ABOUT THIS BOOK
Revivalist Fantasy: Alliterative Verse and Nationalist Literary History by Randy P. Schiff contributes to recent conversations about disciplinary history by analyzing the nationalist context for scholars and editors involved in disseminating the literary historical theory of an Alliterative Revival. Redirecting Alliterative Revivalism’s backward gaze, Revivalist Fantasy re-engages with the local contexts of select alliterative works.
Schiff revises readings of alliterative poetry as Francophobic, exploring the transnational imperialist elitism in the translation William of Palerne. He contributes to the discussion of gender in Sir Gawain and the Green Knight by linking the poem’s powerful female players with anxieties about women’s control of wealth and property in militarized regions of England. The book also explores the emphatically pre-national, borderlands sensibilities informing the Awntyrs off Arthure and Golagros and Gawane, and it examines the exploitation of collaborative composition in the material legacy of the Piers Plowman tradition.

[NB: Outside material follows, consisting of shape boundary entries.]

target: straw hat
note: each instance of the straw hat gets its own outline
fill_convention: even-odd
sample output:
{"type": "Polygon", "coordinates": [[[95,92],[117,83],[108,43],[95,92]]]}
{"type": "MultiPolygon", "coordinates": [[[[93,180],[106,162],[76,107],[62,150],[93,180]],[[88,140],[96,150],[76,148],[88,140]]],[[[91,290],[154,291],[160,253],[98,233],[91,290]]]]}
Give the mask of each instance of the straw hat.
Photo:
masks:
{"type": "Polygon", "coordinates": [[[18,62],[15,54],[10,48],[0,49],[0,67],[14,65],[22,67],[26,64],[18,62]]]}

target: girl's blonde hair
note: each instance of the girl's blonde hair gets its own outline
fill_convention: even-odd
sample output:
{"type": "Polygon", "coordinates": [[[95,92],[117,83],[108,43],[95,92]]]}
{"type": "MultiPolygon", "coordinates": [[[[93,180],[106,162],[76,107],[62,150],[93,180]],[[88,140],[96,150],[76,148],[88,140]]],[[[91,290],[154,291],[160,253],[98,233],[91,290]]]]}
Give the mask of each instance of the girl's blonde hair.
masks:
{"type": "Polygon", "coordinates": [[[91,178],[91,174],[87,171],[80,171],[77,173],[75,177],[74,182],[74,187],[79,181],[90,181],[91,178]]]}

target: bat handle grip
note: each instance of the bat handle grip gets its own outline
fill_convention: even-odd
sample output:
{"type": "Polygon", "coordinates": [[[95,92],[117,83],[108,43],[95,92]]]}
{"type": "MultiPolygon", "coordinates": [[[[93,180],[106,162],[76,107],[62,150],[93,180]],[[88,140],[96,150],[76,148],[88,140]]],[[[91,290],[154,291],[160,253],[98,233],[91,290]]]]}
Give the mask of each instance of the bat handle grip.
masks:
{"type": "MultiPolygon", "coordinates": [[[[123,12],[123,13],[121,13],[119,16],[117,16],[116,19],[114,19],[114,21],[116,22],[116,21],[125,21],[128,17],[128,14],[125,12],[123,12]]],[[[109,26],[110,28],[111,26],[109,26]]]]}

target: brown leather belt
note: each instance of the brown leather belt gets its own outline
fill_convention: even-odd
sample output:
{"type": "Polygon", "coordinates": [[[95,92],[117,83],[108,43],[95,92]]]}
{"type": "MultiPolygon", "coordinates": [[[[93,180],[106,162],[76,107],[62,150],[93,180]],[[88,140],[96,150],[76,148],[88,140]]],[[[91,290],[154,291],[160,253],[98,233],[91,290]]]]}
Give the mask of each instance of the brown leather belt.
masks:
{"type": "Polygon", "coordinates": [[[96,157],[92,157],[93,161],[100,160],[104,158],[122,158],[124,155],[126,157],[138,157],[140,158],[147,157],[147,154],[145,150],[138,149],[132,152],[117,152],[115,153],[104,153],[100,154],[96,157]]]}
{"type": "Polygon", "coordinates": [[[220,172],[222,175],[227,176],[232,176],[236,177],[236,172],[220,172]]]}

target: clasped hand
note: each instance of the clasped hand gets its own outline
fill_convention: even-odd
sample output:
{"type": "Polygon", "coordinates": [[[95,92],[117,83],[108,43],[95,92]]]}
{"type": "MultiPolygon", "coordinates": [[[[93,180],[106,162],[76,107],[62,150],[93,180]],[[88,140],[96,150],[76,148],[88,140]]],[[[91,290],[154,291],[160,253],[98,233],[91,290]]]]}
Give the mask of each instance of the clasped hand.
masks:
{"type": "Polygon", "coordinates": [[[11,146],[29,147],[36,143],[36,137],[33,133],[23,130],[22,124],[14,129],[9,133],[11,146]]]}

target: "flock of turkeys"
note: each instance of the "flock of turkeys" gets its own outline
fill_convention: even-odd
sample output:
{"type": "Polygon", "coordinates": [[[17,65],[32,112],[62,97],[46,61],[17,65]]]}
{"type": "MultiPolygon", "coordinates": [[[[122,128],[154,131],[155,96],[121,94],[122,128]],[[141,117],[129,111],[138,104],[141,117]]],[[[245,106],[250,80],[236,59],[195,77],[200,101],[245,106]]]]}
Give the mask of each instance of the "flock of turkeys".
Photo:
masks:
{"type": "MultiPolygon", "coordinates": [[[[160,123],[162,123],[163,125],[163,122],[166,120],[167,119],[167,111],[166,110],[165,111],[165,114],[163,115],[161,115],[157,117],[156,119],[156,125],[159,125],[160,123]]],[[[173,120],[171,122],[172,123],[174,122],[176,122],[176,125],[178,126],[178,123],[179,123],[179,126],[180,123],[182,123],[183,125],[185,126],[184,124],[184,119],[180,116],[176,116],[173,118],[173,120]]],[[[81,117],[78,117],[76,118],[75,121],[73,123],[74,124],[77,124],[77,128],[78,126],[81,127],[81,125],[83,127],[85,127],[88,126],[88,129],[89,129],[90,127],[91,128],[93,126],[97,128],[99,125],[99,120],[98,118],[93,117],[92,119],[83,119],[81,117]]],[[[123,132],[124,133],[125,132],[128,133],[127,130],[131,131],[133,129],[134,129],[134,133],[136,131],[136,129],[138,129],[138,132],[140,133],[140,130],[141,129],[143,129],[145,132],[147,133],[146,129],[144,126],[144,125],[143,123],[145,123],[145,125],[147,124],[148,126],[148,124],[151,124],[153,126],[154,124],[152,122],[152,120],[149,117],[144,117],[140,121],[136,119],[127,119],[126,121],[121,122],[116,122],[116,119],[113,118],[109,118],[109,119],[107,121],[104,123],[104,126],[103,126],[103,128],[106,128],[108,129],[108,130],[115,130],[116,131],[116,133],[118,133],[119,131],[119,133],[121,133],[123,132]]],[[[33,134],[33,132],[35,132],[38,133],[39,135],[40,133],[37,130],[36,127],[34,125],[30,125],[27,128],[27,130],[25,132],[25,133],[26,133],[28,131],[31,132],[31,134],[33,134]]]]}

Revivalist Fantasy concludes that Revivalist nationalism obscures crucial continuities between late-medieval and post-national worlds and that critics’ interests should be channeled into the forging of connections between past and present rather than suspended in the scholarly pursuit of origins. The book will be of interest to scholars of editorial history and translation studies and to those interested in manuscript studies.